En examinant les photographies existantes de l’impératrice douairière Cixi, on trouve une photo où elle porte une robe ornée de motifs de narcisses, assise sur un trône devant un paravent de paon (photo 4). Ses vêtements, ses accessoires pour cheveux et ses bijoux sont tous identiques à ceux du portrait peint par Katharine Carl. Cela confirme également les mémoires de Yu Roung Ling (1889-1973), la sœur cadette de Yu Der Ling et aussi une dame de compagnie de Cixi, qui a écrit : « Cixi a dit : « Demain, je vais le faire venir (en parlant de Yu Shuin Ling (1874-1944), le frère ainé de Yu Roung Ling et Yu Der Ling) pour me prendre en photo, afin que Mlle Carl puisse peindre mon portrait à partir de cela. » On sait donc qu’en 1903, Cixi a pris une photo dans une robe jaune ornée de motifs de narcisses, et cette photo est devenue une référence importante pour le portrait de Cixi peint par Mlle Carl.
En résumé, la robe de notre vente est un précieux artefact provenant de l’ancienne collection du palais de la dynastie Qing. Elle ne représente pas seulement le plus haut niveau de savoir-faire et d’esthétique des vêtements de la fin de la dynastie Qing, mais elle possède également une valeur historique unique en raison du célèbre portrait de l’impératrice douairière Cixi.
La coupe ample et les manches larges de la robe Chen Yi s’éloigne sans aucun doute du principe des vêtements traditionnels mandchous, qui sont ajustés et à manches étroites pour faciliter l’équitation et le tir à l’arc. L’apparition et la popularisation de la robe Chen Yi reflètent la fusion de la culture mandchoue et han à la fin de la dynastie Qing.

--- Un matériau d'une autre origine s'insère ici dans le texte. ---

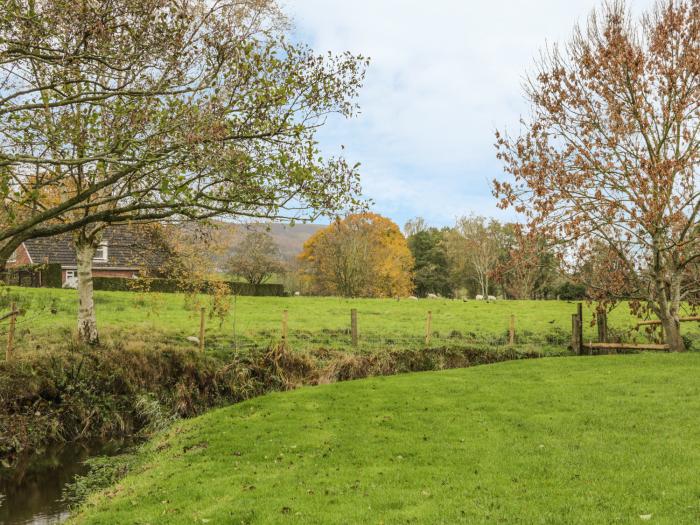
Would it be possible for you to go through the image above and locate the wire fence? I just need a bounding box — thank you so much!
[2,293,698,359]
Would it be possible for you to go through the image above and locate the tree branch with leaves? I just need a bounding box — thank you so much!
[0,0,368,343]
[495,0,699,350]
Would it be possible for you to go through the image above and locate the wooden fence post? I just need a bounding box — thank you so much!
[350,309,358,347]
[232,295,238,351]
[571,313,581,355]
[425,311,433,347]
[6,302,16,361]
[509,314,516,346]
[199,307,206,353]
[577,303,584,355]
[282,309,289,345]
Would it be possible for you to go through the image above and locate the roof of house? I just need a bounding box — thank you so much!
[22,226,165,270]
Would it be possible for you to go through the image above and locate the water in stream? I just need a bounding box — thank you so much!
[0,440,128,525]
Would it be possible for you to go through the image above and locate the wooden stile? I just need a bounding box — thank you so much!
[584,342,670,351]
[576,303,584,355]
[637,316,700,327]
[571,313,583,355]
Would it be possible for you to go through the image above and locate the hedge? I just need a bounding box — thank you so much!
[41,263,63,288]
[92,276,284,297]
[0,263,62,288]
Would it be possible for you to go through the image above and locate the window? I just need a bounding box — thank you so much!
[65,270,76,280]
[93,242,108,262]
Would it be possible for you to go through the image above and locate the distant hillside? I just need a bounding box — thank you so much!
[215,222,326,260]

Cependant, à la fin de la dynastie Qing, sous l’influence du style vestimentaire occidental, la robe Chen Yi (y compris les vêtements similaires comme la robe Chang Yi) a commencé à rechercher un effet plus ajusté, comme en témoignent les lots 326, 336 et 403 de cette vente. Par la suite, la robe Chen Yi a évolué pour devenir la robe Qi Pao, qui a eu une influence profonde sur les générations futures.